A68a broke free from Antarctica’s Larsen C Ice Shelf in July 2017 and has been drifting aimlessly ever since. According to the latest figures, the iceberg now measures 1,500 square miles (3,900 square kilometres) in area and 87 miles (140 km) in length. The huge scale of the iceberg is painfully evident in satellite images, as it can now be seen juxtaposed with the island. A68a isn’t very thick, measuring around 650 feet (200 meters) in depth, which matches some of the shallower areas along the island’s shelf.
Over the past several days, the iceberg, shaped like a pointing finger, has been moving clockwise. The northern, wider end of the object appears to have drifted over the shelf and into shallow waters. Klaus Strübing, a scientist with the International Ice Charting Group, fears the iceberg may be grounded, as reported by NASA’s Earth Observatory.

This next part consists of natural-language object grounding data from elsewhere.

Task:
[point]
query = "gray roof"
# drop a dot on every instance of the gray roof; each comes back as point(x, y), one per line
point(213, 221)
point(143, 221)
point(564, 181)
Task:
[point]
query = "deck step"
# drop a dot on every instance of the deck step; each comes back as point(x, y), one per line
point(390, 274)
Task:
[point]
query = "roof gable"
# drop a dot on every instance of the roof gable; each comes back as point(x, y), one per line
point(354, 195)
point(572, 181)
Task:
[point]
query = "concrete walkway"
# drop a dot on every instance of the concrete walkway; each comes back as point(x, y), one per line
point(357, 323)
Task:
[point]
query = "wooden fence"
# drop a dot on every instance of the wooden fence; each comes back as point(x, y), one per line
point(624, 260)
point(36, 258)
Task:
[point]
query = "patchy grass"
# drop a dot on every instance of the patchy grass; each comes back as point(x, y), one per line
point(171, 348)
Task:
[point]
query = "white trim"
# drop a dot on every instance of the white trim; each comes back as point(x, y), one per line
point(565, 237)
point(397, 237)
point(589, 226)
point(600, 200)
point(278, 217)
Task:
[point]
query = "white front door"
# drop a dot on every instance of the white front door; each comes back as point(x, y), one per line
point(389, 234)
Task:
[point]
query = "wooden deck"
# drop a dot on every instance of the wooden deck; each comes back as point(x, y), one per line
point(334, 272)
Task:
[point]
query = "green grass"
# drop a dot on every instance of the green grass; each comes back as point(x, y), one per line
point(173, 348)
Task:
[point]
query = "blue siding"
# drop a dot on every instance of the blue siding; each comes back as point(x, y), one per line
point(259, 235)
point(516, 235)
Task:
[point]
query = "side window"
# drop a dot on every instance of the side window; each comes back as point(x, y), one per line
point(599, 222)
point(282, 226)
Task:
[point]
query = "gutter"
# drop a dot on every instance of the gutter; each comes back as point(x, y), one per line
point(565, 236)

As of December 13, parts of A68a are in waters measuring just 250 feet (76 meters) deep. Only “time will tell” if the iceberg will dislodge itself onto the shelf, “or if the region’s complex ocean currents will carry the berg back out to sea and around the island,” according to a NASA Earth Observatory blog post.
Strübing’s observations show that A68a has made a wacky journey since calving three years ago. It has been oscillating between a counterclockwise and clockwise spin, moves in fits and starts, and travels with no sense of purpose, sometimes in a straight line and sometimes in circles. As NASA points out, A68a’s path is not unlike the one taken by iceberg A43b in 2004; that berg stalled in a similar location, hung out for a few months, and then resumed its journey around the island.

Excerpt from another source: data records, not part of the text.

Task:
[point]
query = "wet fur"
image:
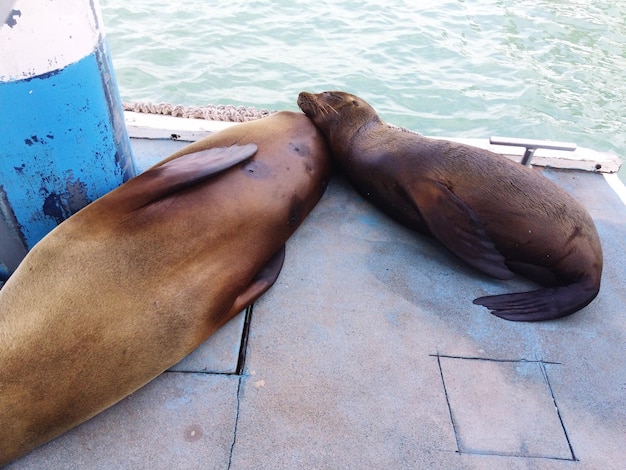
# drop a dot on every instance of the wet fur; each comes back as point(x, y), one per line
point(499, 216)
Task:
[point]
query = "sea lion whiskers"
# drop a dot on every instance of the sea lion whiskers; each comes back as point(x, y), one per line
point(446, 189)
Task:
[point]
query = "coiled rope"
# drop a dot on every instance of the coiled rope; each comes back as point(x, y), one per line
point(225, 113)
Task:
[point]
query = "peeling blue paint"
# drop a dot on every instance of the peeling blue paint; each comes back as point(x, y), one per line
point(63, 141)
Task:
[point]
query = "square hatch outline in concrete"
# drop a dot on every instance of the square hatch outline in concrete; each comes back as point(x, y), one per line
point(471, 441)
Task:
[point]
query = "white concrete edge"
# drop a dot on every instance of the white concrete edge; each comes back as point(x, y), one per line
point(616, 185)
point(152, 126)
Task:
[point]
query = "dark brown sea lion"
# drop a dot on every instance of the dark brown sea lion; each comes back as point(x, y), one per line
point(131, 284)
point(497, 215)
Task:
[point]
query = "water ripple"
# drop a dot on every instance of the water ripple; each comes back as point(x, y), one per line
point(531, 68)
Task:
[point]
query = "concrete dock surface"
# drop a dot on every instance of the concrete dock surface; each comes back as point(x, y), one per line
point(368, 353)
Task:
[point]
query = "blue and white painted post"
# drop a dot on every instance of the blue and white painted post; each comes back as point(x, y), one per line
point(63, 141)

Anxious to learn more about the situation, the BAS is organizing an expedition to visit the iceberg in the southern Atlantic Ocean. The team will travel aboard the RRS James Cook, which is managed by the UK’s National Oceanography Centre. Over the next several months, the scientists will evaluate the ecological impact of melting freshwater coming off the berg and potential disruptions to penguins, seals, whales, and the local fishing industry.
To that end, the team will deploy a pair of 5-foot-long (1.5-meter) robotic gliders, which will collect valuable information about the sea water on either side of the berg, such as salinity, temperature, and chlorophyll. The BAS scientists will also measure the amount of plankton in the water and then compare the data to historical records.
But it’s not all bad. Melting icebergs deliver copious amounts of dust into the ocean, which serves to fertilize ocean plankton—a critical component of the food web.
This is all quite incredible, as the saga of iceberg A68a continues to unfold. This gigantic chunk of ice, even three years into its stint, still has stories to tell.